Look at some of these sites and see some talent.
http://www.stevenwalkerart.com(Steven Walker teaches in CA and AFO)
http://www.oobust.com/(Eric Collins also teaches classes in AFO)
(Alex Bostic is VCU Faculty)
...and if I'm not mistaken Robert Foster is black and VCU faculty in CA.(http://www.pubinfo.vcu.edu/artweb/communicationarts/bio_foster.asp)

Seems that CA is picking up a bit of slack where the Fine Arts are letting it lag.

Anonymous said...

Anonymous #4 - Sometimes look outside of the city limits for inspiration? Do you read this blog often or are you someone in the administration that only comes to it when VCU comes up and you are notified? I guess you didn't see the thing about Jerry Saltz and Columbia a couple weeks ago. Columbia did, I had the law.columbia.edu ISP showing up on my statcounter every day for a week.

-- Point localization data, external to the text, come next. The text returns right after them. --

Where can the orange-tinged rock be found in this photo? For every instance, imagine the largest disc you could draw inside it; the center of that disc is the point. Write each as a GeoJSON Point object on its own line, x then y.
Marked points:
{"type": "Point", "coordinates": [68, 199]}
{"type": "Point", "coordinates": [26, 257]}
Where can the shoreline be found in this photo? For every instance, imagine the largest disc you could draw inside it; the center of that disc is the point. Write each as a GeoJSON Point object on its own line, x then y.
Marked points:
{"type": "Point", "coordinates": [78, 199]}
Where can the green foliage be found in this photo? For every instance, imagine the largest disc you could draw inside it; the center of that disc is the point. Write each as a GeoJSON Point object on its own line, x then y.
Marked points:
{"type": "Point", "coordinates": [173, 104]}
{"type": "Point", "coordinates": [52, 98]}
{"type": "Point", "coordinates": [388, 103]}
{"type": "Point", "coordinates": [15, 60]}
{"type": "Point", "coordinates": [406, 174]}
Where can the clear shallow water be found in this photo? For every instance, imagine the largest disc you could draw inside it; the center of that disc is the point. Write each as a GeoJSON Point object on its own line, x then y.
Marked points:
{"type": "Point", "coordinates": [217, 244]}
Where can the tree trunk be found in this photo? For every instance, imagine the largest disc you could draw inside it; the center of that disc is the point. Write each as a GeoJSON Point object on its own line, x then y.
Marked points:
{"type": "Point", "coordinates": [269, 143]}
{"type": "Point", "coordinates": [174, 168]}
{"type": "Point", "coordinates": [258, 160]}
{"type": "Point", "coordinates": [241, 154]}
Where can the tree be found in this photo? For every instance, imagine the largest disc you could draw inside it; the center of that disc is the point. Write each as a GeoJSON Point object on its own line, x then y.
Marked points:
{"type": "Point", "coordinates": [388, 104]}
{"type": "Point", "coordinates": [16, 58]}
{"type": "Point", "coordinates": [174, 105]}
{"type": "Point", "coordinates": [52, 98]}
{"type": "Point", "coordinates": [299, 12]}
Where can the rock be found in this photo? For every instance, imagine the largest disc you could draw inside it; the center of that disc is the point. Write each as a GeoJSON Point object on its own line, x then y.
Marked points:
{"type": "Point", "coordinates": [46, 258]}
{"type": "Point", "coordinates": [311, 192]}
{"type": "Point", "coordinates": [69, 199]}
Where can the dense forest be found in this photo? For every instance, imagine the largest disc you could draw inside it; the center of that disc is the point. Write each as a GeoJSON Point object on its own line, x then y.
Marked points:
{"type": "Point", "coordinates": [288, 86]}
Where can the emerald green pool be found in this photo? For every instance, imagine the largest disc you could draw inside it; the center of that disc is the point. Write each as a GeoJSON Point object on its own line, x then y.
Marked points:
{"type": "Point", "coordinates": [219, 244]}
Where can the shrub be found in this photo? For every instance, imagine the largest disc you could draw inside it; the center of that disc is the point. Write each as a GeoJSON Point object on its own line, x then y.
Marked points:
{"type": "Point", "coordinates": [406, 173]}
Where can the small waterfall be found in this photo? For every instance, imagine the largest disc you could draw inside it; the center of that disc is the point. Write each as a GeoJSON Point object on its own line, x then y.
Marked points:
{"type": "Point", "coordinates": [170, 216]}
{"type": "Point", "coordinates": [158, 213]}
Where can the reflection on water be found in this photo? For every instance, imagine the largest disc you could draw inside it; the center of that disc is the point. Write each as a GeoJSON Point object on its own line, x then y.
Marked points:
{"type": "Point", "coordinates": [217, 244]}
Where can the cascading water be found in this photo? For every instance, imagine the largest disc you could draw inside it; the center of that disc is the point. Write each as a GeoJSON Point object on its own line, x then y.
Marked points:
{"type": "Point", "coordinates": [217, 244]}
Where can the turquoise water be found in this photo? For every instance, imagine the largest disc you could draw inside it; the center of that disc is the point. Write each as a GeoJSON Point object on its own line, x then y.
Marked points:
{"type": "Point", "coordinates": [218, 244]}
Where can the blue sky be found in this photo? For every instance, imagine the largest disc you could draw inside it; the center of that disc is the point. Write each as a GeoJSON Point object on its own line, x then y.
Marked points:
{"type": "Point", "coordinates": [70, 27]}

There wasn't much of an argument being made here - it was a lament, a listing of observations, an airing of unpleasant facts - and I included MYSELF in the accounting.

Whatever happened to "think
global, act local" anyway?

P.S. - I agree with Michael Lease, couldn't you anonymous' at least come up with nicknames? Are you five different people, three, or the same person five times? The total anonymity definitely lessens the validity of what are sometimes well-reasoned arguments.

Anonymous said...

He talks about this often enough

Hungry Hyaena said...

I think Anonymous #1 hits the nail on the head and Michael #2 provides an interesting follow-up. Above all else, it's an issue of class/economics. For the same reason, contemporary theorists bemoan an absence of black American "intellectuals." (There are considerably more black artists and writers emerging from other cultures.)

Furthermore, all but one of the young (under 40) black artists I know personally considers "fine art" to be bogus, or at least suspect. They are graphic designers, graffiti artists, animators and illustrators. You grow up poor, perhaps, and you become more interested in visceral, immediate communication, not philosophical rumination or formalism.

Anonymous said...

i'm not sure that i think being poor or growing up poor has anything at all to do with the art-making impetus, but it probably has A LOT to do with getting the connections you need to get shown and discussed.

Anonymous said...

Okwui Enwezor (curator: Documenta 11, Johannesburg biennale) and Rene Green are Deans at the San Francisco Art Institute, yet I find it extremely odd that there are only two black grad students. However, we have many International students, hispanic students, asian students, so the program doesn't feel *completely* lilly-white, but.. close.

IMPAQ said...

Great post. Don't agree with all of the responses, but ... certainly makes for interesting conversation.

Anonymous said...

What is up with the athletics bashing? As if athletics didn't take discipline, talent, drive and tons of hard work? There is NOT a whole lotta money being spent in RPS on athletics.The basketballs are falling apart, fields are covered in dogshit and the equipment all fits into a closet the size of my shower...As someone who DOES teach in the RPS I can tell you that most black folks see art as something they wish they could make into a career (art-star as rock-star).Then, they find out they'll need an MFA to get any respect from a gallery, have to compete for residencies to places where they'll be the only or the 'other' minority artist(skowhegan?), and either live off student loans, teach or be servers, is it any wonder we get conciously sidetracked? Also, I see way too many white artists clamoring for props from us for street creds or soo fuckin well read that the opinions they have all get prefaced with quotes. So we teach at RPS cuz white people give up after about four years of it, (maybe because they're so intimidated by a 97% black faculty and 99% black student body) and WE give away our time for artmaking so we can wrestle (and I DO mean literally, wrestle with someone to take away a cell-phone, knife, break up a fight, etc.)with somebody's punk-ass chile hoping to contribute in a more concrete way to our culture. Cuz you know art sure as shit won't do it.